Potężne kłęby dymu i ogień. Hotel w Dubaju nadal płonie
Strażacy z Dubaju dogaszają pożar w 63-piętrowym hotelu The Address. Ogień pojawił się w sylwestra około 21:30 czasu miejscowego. Według świadków, z wnętrza budynku jeszcze dzisiaj przed południem dobiegały stłumione odgłosy eksplozji i dźwięki zapadania się jego konstrukcji. Ze środka hotelu nadal wydobywa się gęsty dym i ogień.
Władze w Dubaju wczoraj informowały, że pożar został opanowany w 90 procentach. Wszystkich gości hotelu ewakuowano. Według policji 14 osób odniosło lekkie obrażenia. Źródła medyczne mówią o 60 osobach, które zostały lekko poszkodowane; odniosły obrażenia podczas ewakuacji lub z powodu wdychania dymu.
Przyczyny pożaru są nieznane. Według CNN ogniem zajęły się zasłony w apartamencie na 20. piętrze. Policja wszczęła śledztwo.

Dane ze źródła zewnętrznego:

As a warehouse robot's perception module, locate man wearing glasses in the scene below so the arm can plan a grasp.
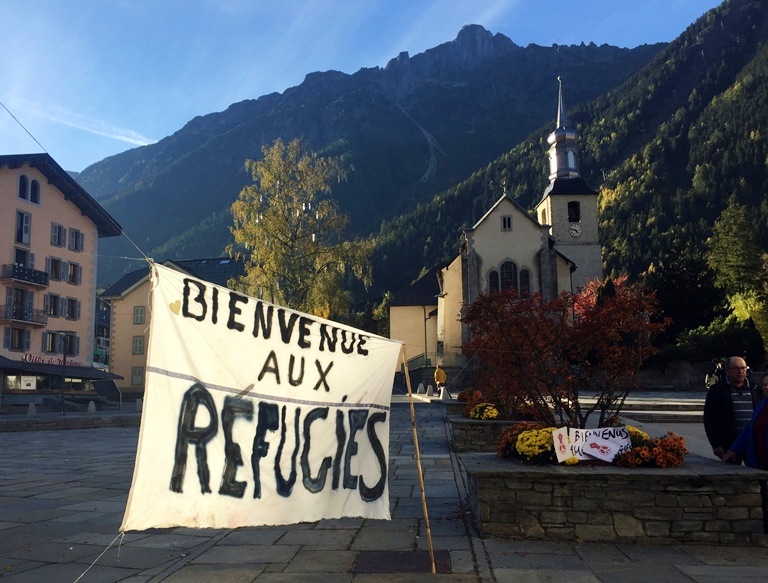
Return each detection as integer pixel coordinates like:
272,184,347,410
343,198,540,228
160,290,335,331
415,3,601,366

Hotel płonął, ludzie oglądali fajerwerki
Hotel The Addres znajduje się w samym centrum Dubaju, nieopodal najwyższego budynku świata - Burdż Chalifa, czyli "Wieży Kalifa". Jego wysokość to prawie 829 metrów. Hotel The Addres ma 300 metrów wysokości. Kiedy płonął, nieopodal trwał pokaz fajerwerków, a ludzie bawili się na imprezach sylwestrowych.